I’ve been trying to develop a tropical storm satellite image browsing tool using the public GOES-R s3 buckets, and rather predictably I ran into a significant slowdown when changing from reading a sample of locally-downloaded files to reading the s3 objects directly. I moved my code to an EC2 instance on us-east-1 (which should be the same region as the noaa-goes16 bucket), but the loading times actually increased from 3-4 seconds to 5-6. I’m not sure yet why that is.
Ideally I wanted to be able to do simple processing on the images without having to process and host .zarr or .json files for each NetCDF. I did try the method for creating reference jsons outlined at Fake it until you make it — Reading GOES NetCDF4 data on AWS S3 as Zarr for rapid data access | by Lucas Sterzinger | pangeo | Medium, but I’m concerned about the cost of uploading and hosting something like that - the mesoscale data is scanned once a minute, and even taking into account the subsets scanned during active tropical cyclones in the Atlantic, there are something like 11 million files.

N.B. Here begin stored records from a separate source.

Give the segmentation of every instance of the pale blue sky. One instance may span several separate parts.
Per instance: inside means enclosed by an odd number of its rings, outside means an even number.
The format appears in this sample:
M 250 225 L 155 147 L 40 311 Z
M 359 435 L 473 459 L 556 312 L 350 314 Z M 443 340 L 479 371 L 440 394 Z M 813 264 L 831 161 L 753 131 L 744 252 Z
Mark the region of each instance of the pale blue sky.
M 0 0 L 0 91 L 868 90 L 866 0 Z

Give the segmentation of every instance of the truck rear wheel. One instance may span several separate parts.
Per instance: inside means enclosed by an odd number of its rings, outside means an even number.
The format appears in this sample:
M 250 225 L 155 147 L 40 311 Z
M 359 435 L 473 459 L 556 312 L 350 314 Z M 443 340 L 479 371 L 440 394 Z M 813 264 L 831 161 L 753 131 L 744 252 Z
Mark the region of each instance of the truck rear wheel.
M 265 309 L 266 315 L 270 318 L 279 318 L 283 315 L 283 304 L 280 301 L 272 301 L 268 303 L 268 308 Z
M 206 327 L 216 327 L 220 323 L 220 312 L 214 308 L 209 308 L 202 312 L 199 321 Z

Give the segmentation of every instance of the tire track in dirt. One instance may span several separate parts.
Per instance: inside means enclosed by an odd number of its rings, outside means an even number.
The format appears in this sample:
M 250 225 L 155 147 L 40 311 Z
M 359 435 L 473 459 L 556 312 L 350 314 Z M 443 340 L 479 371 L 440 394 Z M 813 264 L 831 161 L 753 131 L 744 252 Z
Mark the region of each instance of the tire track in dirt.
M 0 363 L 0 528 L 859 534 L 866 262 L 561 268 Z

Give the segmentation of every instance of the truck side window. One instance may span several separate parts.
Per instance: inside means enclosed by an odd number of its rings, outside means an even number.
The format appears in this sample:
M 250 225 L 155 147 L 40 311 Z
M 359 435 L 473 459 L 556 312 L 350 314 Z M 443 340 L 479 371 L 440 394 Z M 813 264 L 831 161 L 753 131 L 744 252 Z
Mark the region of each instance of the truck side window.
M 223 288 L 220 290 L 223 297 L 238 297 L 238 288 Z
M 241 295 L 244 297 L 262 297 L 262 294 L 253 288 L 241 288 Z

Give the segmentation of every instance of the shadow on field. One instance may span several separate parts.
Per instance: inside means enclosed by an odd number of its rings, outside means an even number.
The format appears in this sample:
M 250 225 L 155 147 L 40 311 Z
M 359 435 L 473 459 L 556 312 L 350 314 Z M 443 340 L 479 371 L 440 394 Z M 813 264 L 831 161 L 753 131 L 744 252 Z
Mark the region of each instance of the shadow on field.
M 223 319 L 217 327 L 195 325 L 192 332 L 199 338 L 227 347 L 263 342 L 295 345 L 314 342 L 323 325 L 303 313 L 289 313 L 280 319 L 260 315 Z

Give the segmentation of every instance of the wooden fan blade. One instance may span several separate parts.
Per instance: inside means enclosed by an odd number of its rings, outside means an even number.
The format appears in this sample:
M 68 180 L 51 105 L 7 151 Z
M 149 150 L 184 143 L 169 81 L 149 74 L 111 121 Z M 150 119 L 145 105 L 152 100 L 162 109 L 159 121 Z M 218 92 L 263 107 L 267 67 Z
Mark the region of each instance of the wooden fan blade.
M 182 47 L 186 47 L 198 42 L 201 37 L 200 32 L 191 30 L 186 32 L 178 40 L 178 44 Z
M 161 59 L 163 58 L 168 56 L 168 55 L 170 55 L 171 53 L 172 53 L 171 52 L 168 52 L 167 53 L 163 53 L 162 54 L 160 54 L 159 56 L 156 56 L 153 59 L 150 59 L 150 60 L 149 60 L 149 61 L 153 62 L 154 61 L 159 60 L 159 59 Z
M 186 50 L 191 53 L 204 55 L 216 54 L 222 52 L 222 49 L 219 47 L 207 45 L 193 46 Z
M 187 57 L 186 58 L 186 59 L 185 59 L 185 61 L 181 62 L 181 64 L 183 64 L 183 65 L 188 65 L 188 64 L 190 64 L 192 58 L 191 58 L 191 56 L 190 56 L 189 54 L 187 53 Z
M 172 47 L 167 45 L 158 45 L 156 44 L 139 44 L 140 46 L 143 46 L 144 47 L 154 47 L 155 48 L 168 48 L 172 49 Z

I could reduce that number a bit by only referencing the mesoscale scans that actually contain a cyclone, but not to any size that would actually make sense for an individual to host online.
Since this is essentially a browsing tool, I would need to be able to switch from file to file pretty quickly - I’d be fine with a 1-2 second lag, but I’m getting more like 5-6 on EC2. I’m pretty new to netCDF and AWS (this was a final project for a machine learning bootcamp) so any suggestions to either speed things up or change how I’m approaching the problem would be quite welcome!
For reference, a rough demo of the browser is available at: http://mesoscale-env.eba-np7r4e3n.us-east-1.elasticbeanstalk.com
(Please forgive the upside-down image plots and broken download buttons - I’m waiting to fix those until I have a better handle on what is feasible for speed).